With the infection no longer top priority, there are two main areas of concern. The first is the bone graft. When synthetic material is grafted in place of bone, bone typically grows around the graft and forms solid, new bone. The infection stopped that from happening, so he still has the synthetic material acting as bone in the area right below his knee. Because of this, he still can't put pressure on his leg because it would crush the graft and we'd be back to square one. Again, the hope is the new X-rays will show huge improvements in this area.
The second, and most vital concern at this point is the nerve damage. Mark has little to no feeling from right below his knee all the way down to the top of the toes. He still is unable to lift his foot or even move his toes in an upward motion.

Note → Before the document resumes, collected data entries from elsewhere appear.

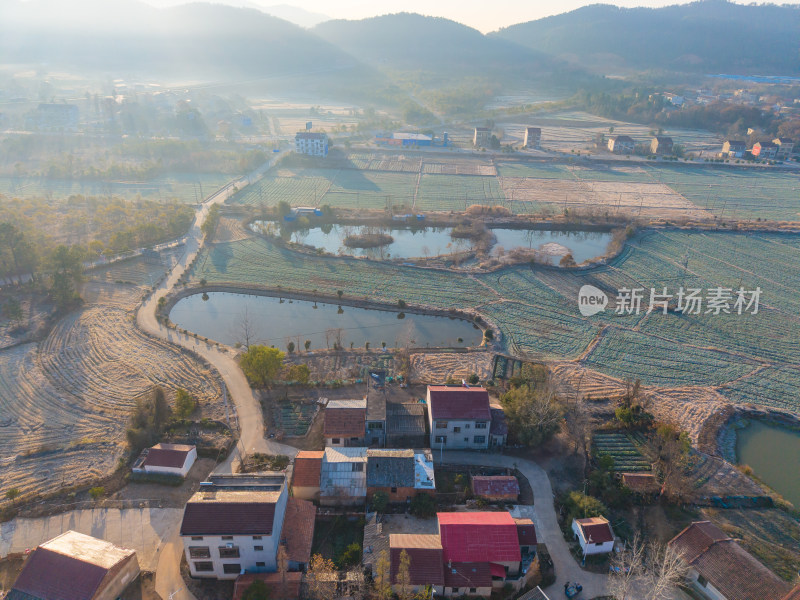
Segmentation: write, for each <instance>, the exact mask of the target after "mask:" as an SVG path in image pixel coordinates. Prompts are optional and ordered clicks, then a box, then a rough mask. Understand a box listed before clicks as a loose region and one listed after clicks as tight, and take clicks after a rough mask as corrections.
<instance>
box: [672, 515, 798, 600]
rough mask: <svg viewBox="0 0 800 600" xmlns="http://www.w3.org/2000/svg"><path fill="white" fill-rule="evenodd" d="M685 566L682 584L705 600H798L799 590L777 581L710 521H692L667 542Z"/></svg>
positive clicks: (758, 562) (781, 579)
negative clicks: (688, 524)
mask: <svg viewBox="0 0 800 600" xmlns="http://www.w3.org/2000/svg"><path fill="white" fill-rule="evenodd" d="M669 546H670V547H672V548H673V549H674V550H675V551H676V552H678V553H679V554H680V555H681V556H682V557H683V559H684V560H685V561H686V563H687V564H688V565H689V572H688V574H687V577H686V583H687V584H688V586H689V587H690V588H691V589H692V590H693V591H694V592H696V593H699V594H700V595H702V597H704V598H708V599H709V600H787V599H788V598H800V586H797V587H795V588H794V589H792V586H791V584H789V583H787V582H785V581H783V580H782V579H780V578H778V576H777V575H775V574H774V573H773V572H772V571H770V570H769V569H767V568H766V567H765V566H764V565H762V564H761V563H760V562H759V561H758V560H756V559H755V558H754V557H753V556H752V555H751V554H749V553H747V552H746V551H745V550H744V549H743V548H742V547H741V546H740V545H739V544H738V543H737V542H736V541H735V540H732V539H731V538H730V537H728V535H726V534H725V533H724V532H723V531H722V530H720V529H719V528H718V527H717V526H716V525H714V524H713V523H711V522H710V521H696V522H694V523H692V524H691V525H689V526H688V527H687V528H686V529H684V530H683V531H681V532H680V533H679V534H678V535H677V536H675V537H674V538H672V540H670V541H669Z"/></svg>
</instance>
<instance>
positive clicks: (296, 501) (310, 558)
mask: <svg viewBox="0 0 800 600" xmlns="http://www.w3.org/2000/svg"><path fill="white" fill-rule="evenodd" d="M316 518H317V507H316V506H314V505H313V504H312V503H311V502H308V501H307V500H300V499H299V498H289V499H288V500H287V501H286V513H285V514H284V517H283V529H281V535H282V536H283V540H282V541H283V542H284V543H285V544H286V551H287V553H288V555H289V560H291V561H293V562H298V563H308V562H309V561H310V560H311V542H312V540H313V539H314V520H315V519H316Z"/></svg>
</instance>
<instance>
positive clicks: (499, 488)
mask: <svg viewBox="0 0 800 600" xmlns="http://www.w3.org/2000/svg"><path fill="white" fill-rule="evenodd" d="M472 493H473V494H475V495H476V496H478V497H480V498H485V499H486V500H490V501H492V502H516V501H517V499H518V498H519V482H518V481H517V478H516V477H514V476H513V475H491V476H488V475H473V477H472Z"/></svg>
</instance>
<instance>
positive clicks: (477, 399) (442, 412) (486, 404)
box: [428, 385, 492, 421]
mask: <svg viewBox="0 0 800 600" xmlns="http://www.w3.org/2000/svg"><path fill="white" fill-rule="evenodd" d="M428 392H429V395H430V399H431V405H430V406H429V407H428V409H429V410H430V411H431V416H432V418H434V419H464V420H472V419H477V420H484V421H490V420H491V418H492V415H491V413H490V412H489V392H487V391H486V390H485V389H483V388H480V387H474V388H466V387H455V386H454V387H448V386H444V385H429V386H428Z"/></svg>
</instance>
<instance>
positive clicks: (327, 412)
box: [322, 399, 367, 448]
mask: <svg viewBox="0 0 800 600" xmlns="http://www.w3.org/2000/svg"><path fill="white" fill-rule="evenodd" d="M324 418H325V425H324V428H323V434H322V435H323V437H324V438H325V446H327V447H334V448H335V447H339V448H344V447H357V446H363V445H364V436H365V434H366V421H367V401H366V399H360V400H331V401H330V402H328V404H327V405H326V406H325V415H324Z"/></svg>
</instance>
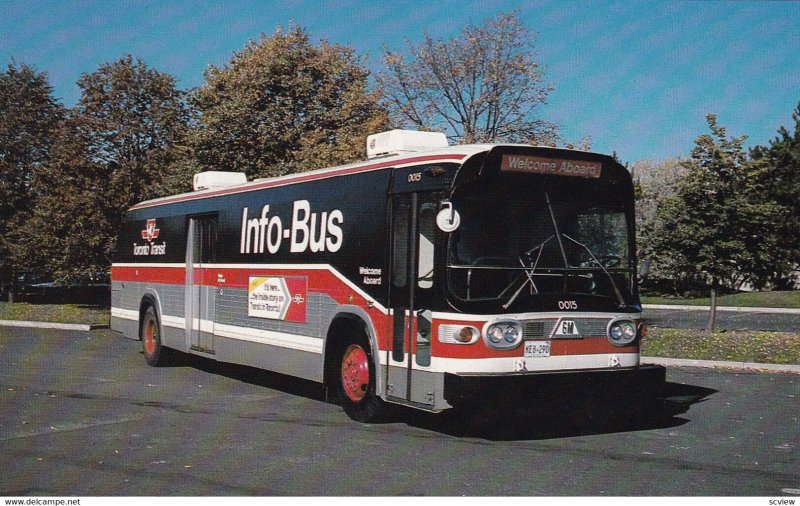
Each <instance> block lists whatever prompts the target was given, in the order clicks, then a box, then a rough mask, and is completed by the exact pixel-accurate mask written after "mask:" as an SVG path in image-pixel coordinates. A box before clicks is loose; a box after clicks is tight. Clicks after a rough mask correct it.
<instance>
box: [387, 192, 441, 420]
mask: <svg viewBox="0 0 800 506" xmlns="http://www.w3.org/2000/svg"><path fill="white" fill-rule="evenodd" d="M435 202H436V201H435V198H434V196H433V195H432V194H428V193H406V194H399V195H394V196H393V198H392V230H391V243H392V272H391V288H390V306H391V308H392V313H393V328H392V345H391V349H390V350H389V351H388V357H387V364H388V365H389V367H387V380H386V389H387V392H386V393H387V395H388V396H389V397H391V398H394V399H396V400H402V401H405V402H409V403H413V404H422V405H431V404H433V402H434V398H433V388H432V386H430V385H427V382H426V381H425V376H426V375H425V373H424V371H425V368H427V367H428V366H430V363H431V349H430V338H431V336H430V329H431V325H430V322H431V317H430V311H429V310H428V309H427V308H428V307H430V306H429V300H430V299H431V297H432V296H433V294H432V293H431V292H432V291H433V290H432V287H433V283H434V279H433V274H434V244H435V241H434V237H433V235H434V233H435V222H436V203H435Z"/></svg>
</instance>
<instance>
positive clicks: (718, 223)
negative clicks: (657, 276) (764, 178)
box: [642, 114, 777, 289]
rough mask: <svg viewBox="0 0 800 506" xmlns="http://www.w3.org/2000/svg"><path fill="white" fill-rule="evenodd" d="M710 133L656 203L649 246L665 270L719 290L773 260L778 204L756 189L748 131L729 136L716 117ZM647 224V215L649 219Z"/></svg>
mask: <svg viewBox="0 0 800 506" xmlns="http://www.w3.org/2000/svg"><path fill="white" fill-rule="evenodd" d="M707 120H708V126H709V129H710V131H711V132H710V133H707V134H703V135H700V136H699V137H698V138H697V140H696V141H695V147H694V149H692V154H691V158H690V159H689V160H686V161H685V162H683V163H682V165H683V167H684V170H685V171H686V172H685V176H684V177H683V178H682V179H680V181H679V184H678V186H677V191H676V192H675V193H674V195H671V196H668V197H666V198H663V199H661V200H660V201H658V202H657V206H656V212H655V217H654V219H653V221H652V222H651V223H649V224H648V226H649V228H645V229H644V230H643V231H642V232H643V234H644V235H645V236H646V239H645V240H644V241H643V242H644V244H645V247H646V248H647V249H648V250H649V251H648V253H650V254H652V256H653V258H654V260H655V261H656V263H657V264H658V266H659V268H660V270H661V271H662V272H663V273H665V274H666V275H667V276H670V277H672V279H675V280H682V281H683V282H687V281H688V280H690V279H691V278H694V279H695V280H698V281H701V282H703V283H705V282H708V283H709V284H710V286H711V287H712V288H714V289H717V288H719V287H727V288H729V289H733V288H735V287H737V286H739V285H740V284H741V283H742V282H745V281H748V282H757V281H758V279H759V272H758V269H759V268H760V266H763V265H770V264H771V263H772V262H773V261H774V260H775V259H774V256H773V252H774V249H773V248H772V244H771V243H770V241H774V238H775V236H774V234H772V233H770V232H771V231H772V230H771V227H772V224H773V223H774V219H775V217H776V211H777V210H776V207H775V206H774V204H773V203H771V202H769V201H764V200H763V199H762V198H760V196H759V195H758V193H757V192H755V191H754V190H755V186H754V185H753V182H754V173H755V171H756V170H757V169H756V168H755V167H754V165H753V164H752V163H751V161H750V160H749V158H748V156H747V153H746V152H745V151H744V148H743V144H744V141H745V139H746V137H728V136H727V134H726V131H725V128H724V127H721V126H719V125H718V124H717V120H716V116H715V115H713V114H712V115H709V116H708V117H707ZM646 223H647V222H646Z"/></svg>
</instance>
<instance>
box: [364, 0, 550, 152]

When the Perineal nerve was crushed in the accident and then subsequently from the compartment syndrome, it's possible it caused irreversible damage. While we are very hopeful and Mark is bound and determined to defeat the odds, at his last appointment the surgeon said the chance of him regaining full function was only 20%. He also said Mark was looking at an additional year before we would even know the full extent of the damage. A full year before we would even know what the new normal looks like.
So for now I'll take the little bits of normal as they come and be grateful for an off-key version of "Down by the Bay" belted out during family tuck-in from the comfort of Cora's bed.